Our signature program to impact distribution to high need urban and rural communities is the National Health Service Corps -- a HRSA program that provides loan repayments and scholarships to primary health care professionals – physicians, advanced practice nurses, dentists and dental hygienists, physician assistants, and behavioral health providers.

Largely as a result of the ACA, the ranks of the NHSC have more than doubled, from about 3,600 clinicians in 2008 to nearly 8,900 primary care providers today.

The number of physicians in the Corps has risen from about 1,450 in 2008 to more than 2,400 (2,402) as of the end of Fiscal Year 2013(September 30, 2013).
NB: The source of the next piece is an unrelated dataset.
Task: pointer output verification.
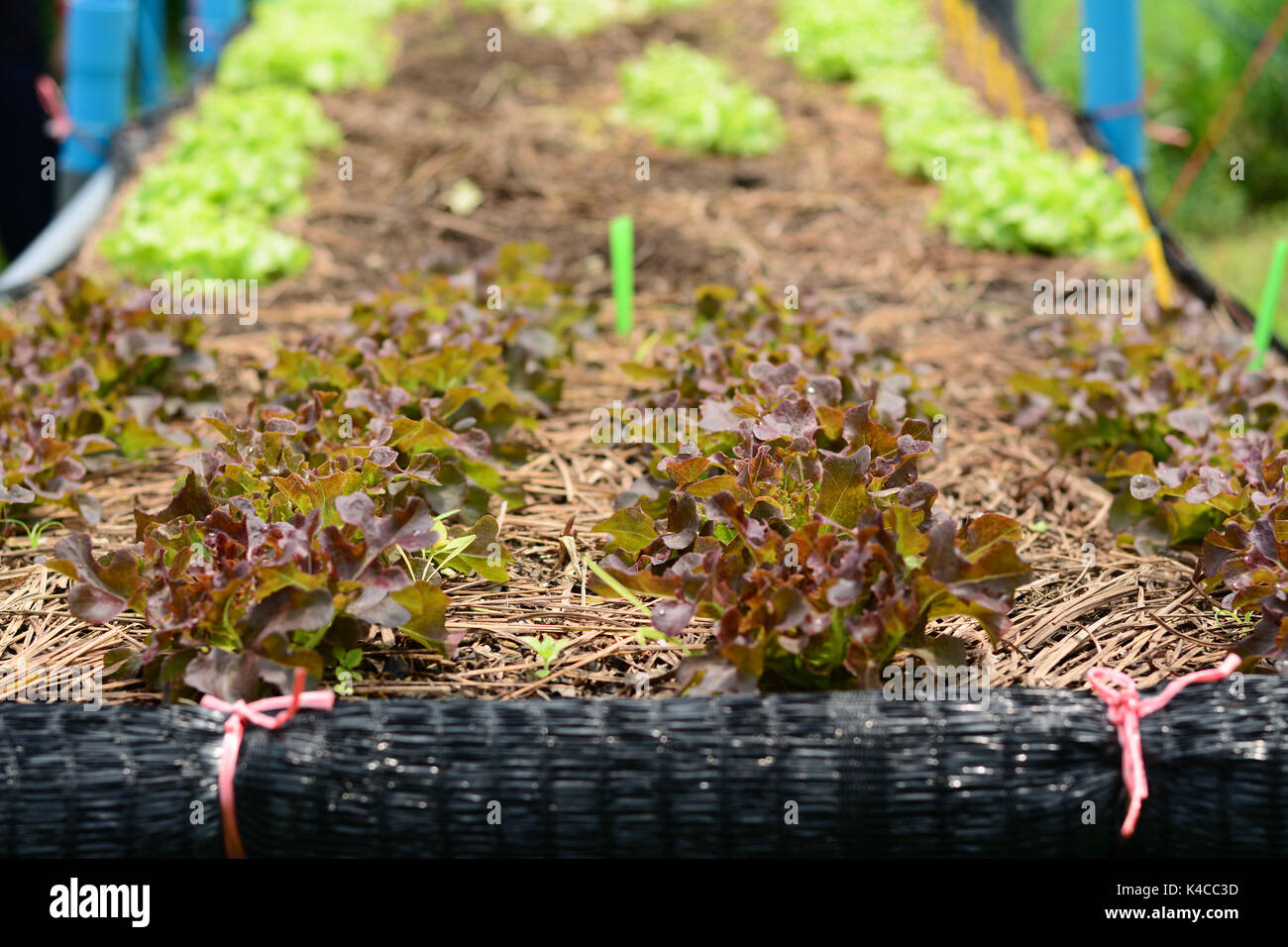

That’s an increase of more than 65 percent (65.5) over just five years!

Of those NHSC physicians currently in the field, about 11 percent are internists.  And of some 750 physicians receiving NHSC scholarships to attend medical school, 12 percent (91) specialize in internal medicine.

In 2012, we added a loan repayment option to the NHSC specifically targeted to medical students, which we called the Students to Service Program.  The pilot program offers loan repayment assistance of up to $120,000 to medical students (MD and DO) in their last year of school, in return for a commitment to provide primary health care services in areas of great need for at least three years.  Through this new track , last year for example, , we made 78 Students to Service Loan Repayment awards totaling $9.3 million to medical students committed to primary care.

And going forward, President Obama remains a strong supporter of the NHSC.  His 2015 Budget includes a total of nearly $4 billion ($3.95B) in new mandatory funding to the Corps to support an annual field strength of 15,000 health care providers.  And with more than 85 percent of clinicians staying to serve in high-need areas after they fulfill their service commitment, the NHSC helps ensure that underserved communities have access to quality health care now and in the future.

Another way we’re adding to the number of primary care providers likely to practice in underserved communities is through the Teaching Health Center GME program, which the ACA created with funds of $230 million over five years to expand residency training in primary care and dentistry in community-based, ambulatory settings.  The Teaching Health Center program has grown quickly over the past three years and now supports 44 sites with more than 300 full-time residents (in academic year 2013-14).  By our count, over 50 of those residents are in Internal Medicine. 

Of course, the federal government has other powerful policy levers – administered by HRSA -- that support the training of primary care physicians.  During the 2012-2013 academic year, for example, our Primary Care Residency Training Program supported the training of 691 Internal Medicine residents.  And other grants to graduate medical education programs helped develop and enhance primary care curriculum that trained 1,170 Internal Medicine residents.

We rely on “pipeline programs” like these to expand the number of physicians and other health care professional who are committed to delivering primary care in underserved areas.  These programs train many internal medicine specialists and, in that way, they are important tools we use in our ongoing quest to increase access to primary health care in communities that have limited access to such care.

I’ll end by saying that the partnership HRSA has with the American College of Physicians – not just in helping to fill that health care workforce pipeline – but also in expanding access to health coverage and primary care services is an important partnership for us.  And clearly, the legacy of Dr. Boyle embodies the commitment of leaders in internal medicine to these efforts.  And on that front, from the vantage point of the U.S. Department of HHS, let me also thank each of you for your work every day to improve patient access to high quality care.

Many of us in government are fortunate to know members and leaders of ACP personally and thereby know the incredible difference all of you make.  For me, Dr. Julie Blehm, a friend and colleague from our shared home state of North Dakota is just one such leader.  And finally, thank you again for connecting Dr. Boyle to HRSA and to me through this award.